I know many of us have looked at this repeatedly. And for different reasons, many of us (me included) have settled on TSM as being the best representation of what the Stock component ought to be, just as HB might agree. Further, many of us agree that the greatest diversification and explanatory power of the PP comes from its quartile composition. But since this site permits a more focused analysis of the PP, and because 25% of any portfolio is still a large amount, I've been thinking on Harry's original mandate a bit more. Since the OP and others mention Small Cap Value, and Craigr mentioned the Aggression issue, I decided initially to look again at the SV class.
The following yearly analysis (going back as far as I could find stocks data, around 1927 up to recently but not sure the endpoint) shows the powerful effect of Beta exposure—that which is common to all stock types. (I did not look at Emerging Markets or International Small Value yet.) I believe Larry discussed these findings before. I mention this data simply to offer some framework other than pure CAGR and Risk calculations.
• TSM and SV both had 24 years where the returns were Negative.
• 18 of those 24 years both TSM and SV were Negative (same time).
• There were 6 years where TSM was Negative and SV Positive.
• There were 6 years where SV was Negative and TSM Positive.
• There were NO extended periods where SV was Negative and TSM Positive.
• The years where SV was Negative and TSM positive = 1939,1948,1953,1960,1987,1998.
• The years where TSM was Negative and SV positive = 1970,1977,1981,2000,2001,2007.
• There were no 2 consecutive years where SV went down and TSM up.
• There was 1 string of 2 years where TSM went down and SV up (2000-2001).
Over the period examined, Small Value had higher returns, much like what Fama showed.
Tracking Error and other concerns
Speaking only about Stocks for the moment, any allocation is making a bet on its composition. Past returns may not assure future returns, but that applies to everything.
The nature of CAPM means, necessarily, that a massive weighting will be to Large Caps (which always dominate "the market"). That is not indifference; it matters. CAPM may called "neutral" owing to its structure, but that structure defaults to a huge commitment to a particular market segment. (Madmoneymachine indicated this, above.)
Those who fear Tracking Error understandably want to own "the market" in its CAP weight. With conventional portfolios, that argument makes lots of sense. But the Tracking Error issues would not concern me in the PP. First, the PP—as a portfolio— already has enormous Tracking Error, and it is doubtful that the low Beta exposure of the PP stock component would alter that significantly, but over time, returns may be improved without incurring significant risk (measured partly by Standard Deviation, which clearly is not the only risk).
My concern has not been losing out on higher expected returns that SV (in some addition) might provide. My concern was the periods of under-perfomance (even months) where additional SV losses may test my resolve especially when the other PP asset classes are also tanking (I'm thinking short term acute periods not just whole years). As the PP concept is conservative, the Large Cap domination made some sense. But consider the Stock component was originally supposed to be "aggressive and growthy".

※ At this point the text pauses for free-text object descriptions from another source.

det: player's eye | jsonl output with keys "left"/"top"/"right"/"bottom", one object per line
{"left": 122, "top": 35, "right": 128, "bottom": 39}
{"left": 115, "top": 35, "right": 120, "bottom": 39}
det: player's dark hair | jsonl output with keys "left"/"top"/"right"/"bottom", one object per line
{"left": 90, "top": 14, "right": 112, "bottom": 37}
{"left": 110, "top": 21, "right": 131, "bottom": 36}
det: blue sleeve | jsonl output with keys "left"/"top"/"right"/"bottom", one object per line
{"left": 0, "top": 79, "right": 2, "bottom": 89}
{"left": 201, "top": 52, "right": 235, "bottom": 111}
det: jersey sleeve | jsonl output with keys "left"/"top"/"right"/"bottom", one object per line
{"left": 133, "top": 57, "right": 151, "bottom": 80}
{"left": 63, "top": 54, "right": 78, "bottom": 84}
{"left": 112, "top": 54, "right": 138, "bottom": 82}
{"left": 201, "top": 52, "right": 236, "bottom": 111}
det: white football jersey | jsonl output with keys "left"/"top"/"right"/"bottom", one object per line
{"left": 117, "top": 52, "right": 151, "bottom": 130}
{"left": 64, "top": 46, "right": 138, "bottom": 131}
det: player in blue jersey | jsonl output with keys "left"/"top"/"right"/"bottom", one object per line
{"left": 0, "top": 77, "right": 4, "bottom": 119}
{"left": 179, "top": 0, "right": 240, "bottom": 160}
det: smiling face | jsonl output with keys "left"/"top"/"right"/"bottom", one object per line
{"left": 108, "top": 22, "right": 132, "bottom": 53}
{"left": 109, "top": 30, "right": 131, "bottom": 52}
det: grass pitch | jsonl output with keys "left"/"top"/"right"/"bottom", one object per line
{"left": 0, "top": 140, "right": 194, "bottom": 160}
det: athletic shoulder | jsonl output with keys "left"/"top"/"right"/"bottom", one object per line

But, if the Beta exposure within the PP is low (and it is pretty low), this may be less a concern than I imagined. My other reason was the past success of the PP, using TSM (an indexed version of HB's original active funds). But if looking back matters at all, we can see any number of Stock arrangements could have increased portfolio returns without sacrificing much in Standard Deviation or drawdown. Thus, "aggression" paid off. And if one believed an adjustment in the Stocks component were justified, should the adjustment be absolute or relative to where an investor is in their own retirement picture? That is, would a younger investor feel better with a "more aggressive" portion than one already in retirement (More SV in the former, less, if any, in the latter)?
(I have not looked back to 1972 to see how SV would have impacted the PP in each year. And I plan to look at pure Large Growth Stocks too)
Now if looking back does not matter, then strike every mention of past from all obelisks, remove the yearly returns charts, etc. But I think each part of this (how to view past correlations, risks, and returns) holds some portion of the truth without any part being absolute.
No answers here, but for the moment, I think TSM is likely the best choice. Though, I am less sure of that than before, even as I am certain the basic PP quartile approach is the factor with the greatest impact. And maybe at day's end the Stock type does not matter much. But the Aggressive Stocks mandate is something I'd want to discuss a bit more.